UChicago event reflects on human rights challenges facing our world

Pozen Center’s 25th anniversary features discussion exploring past, future of scholarship

When human rights first formed as a field of knowledge in American universities in the 1970s, it was primarily taught in law schools, and its programs were affiliated with public policy or law faculties. Twenty-five years ago, the University of Chicago charted a different course to exploring global human rights by engaging disciplines across the humanities, social sciences, law and medicine.

A distinguished panel of scholars and practitioners recently gathered at UChicago to reflect on the 25th anniversary of the Pozen Family Center for Human Rights, as well as the future of scholarship in human rights.

“As we go forward, that vision infuses our approach to some of the most pressing human rights issues of our times, making the Pozen Center a critical site for helping global publics understand the true scope of the human rights dilemmas we face now and tomorrow,” said Mark Bradley, faculty director of the Pozen Center and the Bernadotte E. Schmitt Distinguished Service Professor of International History and the College,

Speaking at the “Human Rights at the Crossroads” colloquium, held at the International House on Oct. 20, Yale University scholar Samuel Moyn noted that many human rights programs across the country emerged at a time when there was implicit acceptance of certain political paradigms that are no longer considered unassailable fact.

“It’s an auspicious but also very perplexing moment to celebrate an institutional birthday, because you have to decide what to make the center into next,” said Moyn, the Chancellor Kent professor of law and history. “A center like this has to be at the forefront of thinking about what it means to practice and theorize human rights in the midst of these changes.”

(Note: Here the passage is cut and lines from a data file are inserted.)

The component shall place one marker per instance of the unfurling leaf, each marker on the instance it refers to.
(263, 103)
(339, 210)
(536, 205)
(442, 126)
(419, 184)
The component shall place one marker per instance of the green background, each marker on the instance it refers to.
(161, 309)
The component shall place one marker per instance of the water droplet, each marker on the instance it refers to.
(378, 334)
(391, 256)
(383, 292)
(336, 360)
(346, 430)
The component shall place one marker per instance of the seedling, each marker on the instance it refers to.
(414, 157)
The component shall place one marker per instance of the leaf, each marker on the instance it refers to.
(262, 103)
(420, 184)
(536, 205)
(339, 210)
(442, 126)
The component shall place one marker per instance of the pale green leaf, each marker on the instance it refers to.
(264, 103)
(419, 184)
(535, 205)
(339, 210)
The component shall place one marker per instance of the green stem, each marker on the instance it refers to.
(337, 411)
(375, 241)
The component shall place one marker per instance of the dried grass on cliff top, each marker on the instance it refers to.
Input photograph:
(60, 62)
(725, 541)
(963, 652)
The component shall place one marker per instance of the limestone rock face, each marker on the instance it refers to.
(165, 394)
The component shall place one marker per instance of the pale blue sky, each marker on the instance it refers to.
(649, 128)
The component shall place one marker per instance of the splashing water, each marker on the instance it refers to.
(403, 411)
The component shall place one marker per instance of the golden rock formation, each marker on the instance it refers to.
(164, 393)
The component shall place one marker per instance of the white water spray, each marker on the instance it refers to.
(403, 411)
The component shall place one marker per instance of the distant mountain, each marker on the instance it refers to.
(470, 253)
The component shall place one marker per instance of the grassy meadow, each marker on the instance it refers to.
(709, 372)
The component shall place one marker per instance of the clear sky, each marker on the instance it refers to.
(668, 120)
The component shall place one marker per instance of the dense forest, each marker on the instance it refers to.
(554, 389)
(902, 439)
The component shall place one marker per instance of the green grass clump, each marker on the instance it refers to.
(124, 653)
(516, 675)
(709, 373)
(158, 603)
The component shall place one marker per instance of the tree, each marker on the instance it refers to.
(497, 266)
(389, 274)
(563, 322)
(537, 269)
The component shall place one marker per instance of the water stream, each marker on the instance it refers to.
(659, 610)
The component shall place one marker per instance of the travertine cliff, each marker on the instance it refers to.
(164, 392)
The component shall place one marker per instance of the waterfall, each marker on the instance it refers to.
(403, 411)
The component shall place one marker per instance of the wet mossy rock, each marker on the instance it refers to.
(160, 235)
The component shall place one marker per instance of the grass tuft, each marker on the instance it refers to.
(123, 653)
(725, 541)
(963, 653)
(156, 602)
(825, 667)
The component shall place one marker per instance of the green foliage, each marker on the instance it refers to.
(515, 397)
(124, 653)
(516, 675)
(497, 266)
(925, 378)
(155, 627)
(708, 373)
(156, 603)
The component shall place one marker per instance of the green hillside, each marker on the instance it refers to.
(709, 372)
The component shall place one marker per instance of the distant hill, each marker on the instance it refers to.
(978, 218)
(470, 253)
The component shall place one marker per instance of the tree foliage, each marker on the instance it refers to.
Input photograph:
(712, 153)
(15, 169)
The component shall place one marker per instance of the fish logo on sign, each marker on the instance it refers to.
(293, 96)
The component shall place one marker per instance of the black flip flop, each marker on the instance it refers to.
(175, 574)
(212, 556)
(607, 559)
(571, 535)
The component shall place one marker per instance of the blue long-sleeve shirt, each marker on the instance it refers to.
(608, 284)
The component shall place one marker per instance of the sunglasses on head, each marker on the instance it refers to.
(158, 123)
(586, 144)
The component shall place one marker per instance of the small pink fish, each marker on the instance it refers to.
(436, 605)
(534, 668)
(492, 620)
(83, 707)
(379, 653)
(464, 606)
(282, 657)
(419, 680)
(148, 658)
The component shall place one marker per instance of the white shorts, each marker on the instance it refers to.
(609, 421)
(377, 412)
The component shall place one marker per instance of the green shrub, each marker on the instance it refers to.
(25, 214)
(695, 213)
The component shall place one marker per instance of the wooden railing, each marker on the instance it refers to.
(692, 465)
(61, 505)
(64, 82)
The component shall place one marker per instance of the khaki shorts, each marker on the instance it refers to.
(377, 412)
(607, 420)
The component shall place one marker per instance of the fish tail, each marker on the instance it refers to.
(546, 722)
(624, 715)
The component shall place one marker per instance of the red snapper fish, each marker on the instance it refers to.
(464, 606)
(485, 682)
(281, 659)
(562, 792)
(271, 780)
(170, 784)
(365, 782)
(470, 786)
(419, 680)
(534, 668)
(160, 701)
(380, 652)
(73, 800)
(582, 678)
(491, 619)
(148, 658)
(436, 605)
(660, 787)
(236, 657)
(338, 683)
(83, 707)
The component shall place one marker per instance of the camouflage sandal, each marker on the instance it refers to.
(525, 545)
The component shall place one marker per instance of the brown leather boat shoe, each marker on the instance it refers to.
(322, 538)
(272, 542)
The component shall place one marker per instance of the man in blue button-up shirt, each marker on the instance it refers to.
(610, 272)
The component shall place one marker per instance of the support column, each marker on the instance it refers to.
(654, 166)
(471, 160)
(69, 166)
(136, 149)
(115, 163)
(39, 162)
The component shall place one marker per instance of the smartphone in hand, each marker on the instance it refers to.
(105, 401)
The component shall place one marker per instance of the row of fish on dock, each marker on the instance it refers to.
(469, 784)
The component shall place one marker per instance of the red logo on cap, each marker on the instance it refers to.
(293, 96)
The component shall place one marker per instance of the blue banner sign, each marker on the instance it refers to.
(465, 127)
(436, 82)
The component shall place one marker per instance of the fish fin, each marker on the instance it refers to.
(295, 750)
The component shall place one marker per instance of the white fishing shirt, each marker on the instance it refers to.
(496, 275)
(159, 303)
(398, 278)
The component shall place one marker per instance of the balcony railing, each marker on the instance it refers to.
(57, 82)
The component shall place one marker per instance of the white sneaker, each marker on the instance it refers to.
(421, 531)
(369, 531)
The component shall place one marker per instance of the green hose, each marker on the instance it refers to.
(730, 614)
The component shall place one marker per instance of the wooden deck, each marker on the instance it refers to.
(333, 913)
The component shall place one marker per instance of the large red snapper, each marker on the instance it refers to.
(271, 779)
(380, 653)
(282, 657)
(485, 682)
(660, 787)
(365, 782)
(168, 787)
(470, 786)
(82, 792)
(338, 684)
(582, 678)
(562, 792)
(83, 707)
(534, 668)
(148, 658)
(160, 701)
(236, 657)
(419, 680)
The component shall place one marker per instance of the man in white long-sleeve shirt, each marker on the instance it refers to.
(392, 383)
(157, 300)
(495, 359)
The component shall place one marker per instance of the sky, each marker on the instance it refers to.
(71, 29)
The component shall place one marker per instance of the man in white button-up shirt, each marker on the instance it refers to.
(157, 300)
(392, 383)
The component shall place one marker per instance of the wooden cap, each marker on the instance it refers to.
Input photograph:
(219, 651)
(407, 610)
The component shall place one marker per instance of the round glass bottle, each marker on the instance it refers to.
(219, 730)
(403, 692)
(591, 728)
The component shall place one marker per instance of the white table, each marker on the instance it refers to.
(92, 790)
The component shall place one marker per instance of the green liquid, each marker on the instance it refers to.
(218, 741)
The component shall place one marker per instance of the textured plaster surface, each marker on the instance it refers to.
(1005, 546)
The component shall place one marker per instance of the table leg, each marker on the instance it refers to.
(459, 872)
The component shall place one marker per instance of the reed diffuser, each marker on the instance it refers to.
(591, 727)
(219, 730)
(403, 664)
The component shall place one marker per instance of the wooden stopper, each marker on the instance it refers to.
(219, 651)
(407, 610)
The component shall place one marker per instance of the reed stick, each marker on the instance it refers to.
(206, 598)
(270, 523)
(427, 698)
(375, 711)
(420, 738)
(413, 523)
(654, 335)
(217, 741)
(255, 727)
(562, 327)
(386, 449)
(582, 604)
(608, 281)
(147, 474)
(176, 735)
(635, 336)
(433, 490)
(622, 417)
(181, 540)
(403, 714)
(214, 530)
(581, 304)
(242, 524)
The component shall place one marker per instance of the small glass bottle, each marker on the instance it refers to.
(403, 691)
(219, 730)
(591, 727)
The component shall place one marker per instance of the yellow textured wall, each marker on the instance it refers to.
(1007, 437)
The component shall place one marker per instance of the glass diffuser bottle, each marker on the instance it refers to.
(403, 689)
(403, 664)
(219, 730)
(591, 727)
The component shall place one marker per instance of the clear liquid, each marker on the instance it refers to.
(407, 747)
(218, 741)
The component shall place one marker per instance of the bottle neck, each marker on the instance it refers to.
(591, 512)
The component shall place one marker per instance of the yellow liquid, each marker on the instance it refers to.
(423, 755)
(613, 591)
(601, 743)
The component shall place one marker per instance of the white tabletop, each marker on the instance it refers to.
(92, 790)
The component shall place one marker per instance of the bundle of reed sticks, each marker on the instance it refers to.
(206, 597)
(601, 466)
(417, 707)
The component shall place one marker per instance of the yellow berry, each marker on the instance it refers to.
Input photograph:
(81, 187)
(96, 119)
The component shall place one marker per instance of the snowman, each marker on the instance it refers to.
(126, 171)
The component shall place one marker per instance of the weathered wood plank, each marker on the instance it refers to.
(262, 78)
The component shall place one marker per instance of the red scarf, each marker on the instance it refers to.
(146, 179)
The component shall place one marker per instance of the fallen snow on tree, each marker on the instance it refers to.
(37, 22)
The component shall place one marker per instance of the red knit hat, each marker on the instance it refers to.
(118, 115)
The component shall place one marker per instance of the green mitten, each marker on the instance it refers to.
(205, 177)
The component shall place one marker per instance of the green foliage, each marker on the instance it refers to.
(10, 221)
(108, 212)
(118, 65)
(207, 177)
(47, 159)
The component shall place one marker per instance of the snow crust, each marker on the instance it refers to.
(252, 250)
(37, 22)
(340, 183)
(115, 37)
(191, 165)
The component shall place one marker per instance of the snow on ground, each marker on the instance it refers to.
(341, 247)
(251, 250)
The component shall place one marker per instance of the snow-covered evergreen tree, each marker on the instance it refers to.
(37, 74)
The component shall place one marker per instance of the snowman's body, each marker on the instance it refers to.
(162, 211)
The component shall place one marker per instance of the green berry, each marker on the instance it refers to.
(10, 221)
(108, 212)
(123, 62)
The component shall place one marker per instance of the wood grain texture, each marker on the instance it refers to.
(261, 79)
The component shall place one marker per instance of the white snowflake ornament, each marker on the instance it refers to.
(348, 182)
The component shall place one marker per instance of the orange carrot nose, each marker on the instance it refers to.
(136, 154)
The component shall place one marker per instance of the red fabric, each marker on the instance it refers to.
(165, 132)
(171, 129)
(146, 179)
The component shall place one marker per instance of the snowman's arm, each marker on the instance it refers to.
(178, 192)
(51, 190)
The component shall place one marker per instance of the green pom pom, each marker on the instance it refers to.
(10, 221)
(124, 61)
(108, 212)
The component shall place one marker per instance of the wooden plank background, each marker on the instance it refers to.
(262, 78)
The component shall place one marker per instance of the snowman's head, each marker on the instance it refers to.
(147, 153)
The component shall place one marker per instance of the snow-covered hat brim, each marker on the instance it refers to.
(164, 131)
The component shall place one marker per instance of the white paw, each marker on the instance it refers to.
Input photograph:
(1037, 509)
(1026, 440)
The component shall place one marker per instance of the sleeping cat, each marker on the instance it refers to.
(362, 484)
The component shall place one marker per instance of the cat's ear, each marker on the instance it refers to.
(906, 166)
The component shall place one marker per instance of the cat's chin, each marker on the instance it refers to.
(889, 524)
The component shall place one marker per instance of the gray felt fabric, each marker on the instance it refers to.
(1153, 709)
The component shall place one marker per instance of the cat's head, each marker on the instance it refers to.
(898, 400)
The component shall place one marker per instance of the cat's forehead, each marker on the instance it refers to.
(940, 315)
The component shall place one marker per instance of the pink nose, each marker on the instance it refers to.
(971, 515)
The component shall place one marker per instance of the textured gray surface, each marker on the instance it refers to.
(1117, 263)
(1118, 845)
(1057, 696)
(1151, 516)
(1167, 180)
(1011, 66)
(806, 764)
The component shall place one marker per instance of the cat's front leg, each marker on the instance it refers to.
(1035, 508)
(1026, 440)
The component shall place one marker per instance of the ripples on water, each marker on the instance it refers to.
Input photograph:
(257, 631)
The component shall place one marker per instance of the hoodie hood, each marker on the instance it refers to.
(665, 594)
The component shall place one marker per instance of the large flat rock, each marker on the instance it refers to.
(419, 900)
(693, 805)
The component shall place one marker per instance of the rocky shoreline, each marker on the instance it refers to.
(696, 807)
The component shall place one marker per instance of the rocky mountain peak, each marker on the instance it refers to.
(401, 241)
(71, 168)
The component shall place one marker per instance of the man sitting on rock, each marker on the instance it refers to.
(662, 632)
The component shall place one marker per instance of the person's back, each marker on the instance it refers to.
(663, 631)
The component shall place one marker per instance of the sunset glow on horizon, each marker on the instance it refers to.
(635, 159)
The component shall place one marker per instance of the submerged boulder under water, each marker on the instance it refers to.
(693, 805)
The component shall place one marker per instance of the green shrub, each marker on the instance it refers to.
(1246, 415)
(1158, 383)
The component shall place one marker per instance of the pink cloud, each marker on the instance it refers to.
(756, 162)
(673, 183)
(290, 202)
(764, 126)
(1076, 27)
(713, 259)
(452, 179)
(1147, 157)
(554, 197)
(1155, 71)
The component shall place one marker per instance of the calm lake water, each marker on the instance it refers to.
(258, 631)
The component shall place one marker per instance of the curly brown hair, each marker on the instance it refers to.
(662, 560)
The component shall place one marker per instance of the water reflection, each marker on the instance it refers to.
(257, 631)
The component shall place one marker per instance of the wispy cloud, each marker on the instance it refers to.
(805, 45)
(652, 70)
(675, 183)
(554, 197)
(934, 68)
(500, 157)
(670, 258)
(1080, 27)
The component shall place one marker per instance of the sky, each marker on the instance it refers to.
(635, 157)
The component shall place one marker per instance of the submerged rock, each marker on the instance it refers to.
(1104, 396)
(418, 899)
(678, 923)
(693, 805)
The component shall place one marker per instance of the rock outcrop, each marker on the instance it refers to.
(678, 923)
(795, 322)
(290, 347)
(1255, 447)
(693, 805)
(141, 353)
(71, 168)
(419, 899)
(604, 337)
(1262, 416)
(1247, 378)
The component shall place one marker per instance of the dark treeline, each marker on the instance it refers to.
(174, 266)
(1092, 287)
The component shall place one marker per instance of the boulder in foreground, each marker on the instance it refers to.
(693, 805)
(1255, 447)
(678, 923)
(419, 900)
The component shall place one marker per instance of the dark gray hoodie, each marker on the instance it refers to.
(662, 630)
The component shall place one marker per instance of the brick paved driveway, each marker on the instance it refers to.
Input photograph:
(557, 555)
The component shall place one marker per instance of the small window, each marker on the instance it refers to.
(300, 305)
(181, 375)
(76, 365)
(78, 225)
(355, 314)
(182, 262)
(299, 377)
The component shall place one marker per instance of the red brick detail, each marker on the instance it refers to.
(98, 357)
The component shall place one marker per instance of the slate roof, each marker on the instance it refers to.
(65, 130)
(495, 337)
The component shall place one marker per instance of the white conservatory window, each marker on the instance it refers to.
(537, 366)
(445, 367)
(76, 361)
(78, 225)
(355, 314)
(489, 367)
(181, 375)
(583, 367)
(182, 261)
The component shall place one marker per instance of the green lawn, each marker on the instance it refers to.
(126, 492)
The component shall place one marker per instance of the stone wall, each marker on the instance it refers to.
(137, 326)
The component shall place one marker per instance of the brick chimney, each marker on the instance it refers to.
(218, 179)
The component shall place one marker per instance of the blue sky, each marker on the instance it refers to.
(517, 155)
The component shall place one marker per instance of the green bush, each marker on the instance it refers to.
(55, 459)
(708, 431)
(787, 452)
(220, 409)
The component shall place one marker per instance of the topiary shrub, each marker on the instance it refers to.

For Yale Law School scholar Aslı Ü. Bâli, these new frontiers of thinking about human rights should include elevating the promise of holding one's own government accountable. Human rights abuses in the Global North, such as police brutality, displaced persons at the U.S. border, labor rights, and continual health inequities caused by the COVID-19 pandemic, are areas where it’s possible to imagine citizens holding their own government responsible through civil society tribunals.

“People’s tribunals are just as important as official mechanisms to hold accountable the powerful states that constantly exceptionalize themselves and hold themselves above international law,” said Ayça Çubukçu, associate professor in Human Rights and co-director of LSE Human Rights at the London School of Economics and Political Science.

“We’re living in a moment when international organizations are unable or unwilling to hold the most powerful states accountable. As far as the future of human rights is concerned, we need to think beyond these institutions and critique them at their roots,” Çubukçu said. “I think that’s going to be the challenge for human rights thinking in the 21st century.”

Engaging with ‘one of the most important topics of the world’

The Human Rights Program at UChicago was renamed the Pozen Family Center for Human Rights in honor of a generous gift from Richard Pozen, AB’69, and Ann Pozen and their family in 2014. Five years ago, an additional gift from the Pozen family endowed the Human Rights Lab, which allows students to take courses taught by UChicago faculty alongside incarcerated men at the Stateville Correctional Facility in suburban Joliet.

Every year, 1,300 College students take classes at the Center, which launched a Human Rights major for the first time this year. Its fully funded summer internship program, which began in the late 1990s, has sent more than 500 undergraduate and graduate students to do human rights work out in the world, and marked one of the first major commitments within the College to experimental education.

“The challenges of human rights today probably look very different than in 1997, as the arc of history has evolved,” said President Paul Alivisatos. “But I think the Center will be here as long as the University will be here, and it will help bring our faculty and students into engagement with one of the most important topics in the world.”

To the college students in the audience, panelists offered directions to take human rights work into the future.

“We need to think about the nature of structural inequality, how it works, how it is invisibilized, and what the consequences of that occlusion are,” said Kamari Clarke, distinguished professor at the Centre for Criminology & Sociological Studies and the Centre for Diaspora & Transnational Studies at the University of Toronto.

Juno Jill Richards, associate professor of English and affiliated faculty in the Women, Gender and Sexuality Studies Program at Yale, charged students to further critiques of individualist rights frameworks. “It’s about reimagining what a ‘right’ might refer to, or how to reimagine the relationship between an individual and a social good,” she said. “The freedoms of some can be premised on the unfreedoms of others.”

To close the colloquium, the panel reflected on an audience question about what role scholars can play in human rights, given the uneven history of many academic institutions being ineffective at stopping human rights abuses at best, and at worst, being complicit in perpetuating them.

The very concept of “human rights,” said Bâli, is an elastic construct that academics can and should critique and refine.

“You can think much more broadly than what does the doctrine of human rights do today, and ask what you can get the doctrine to do tomorrow.”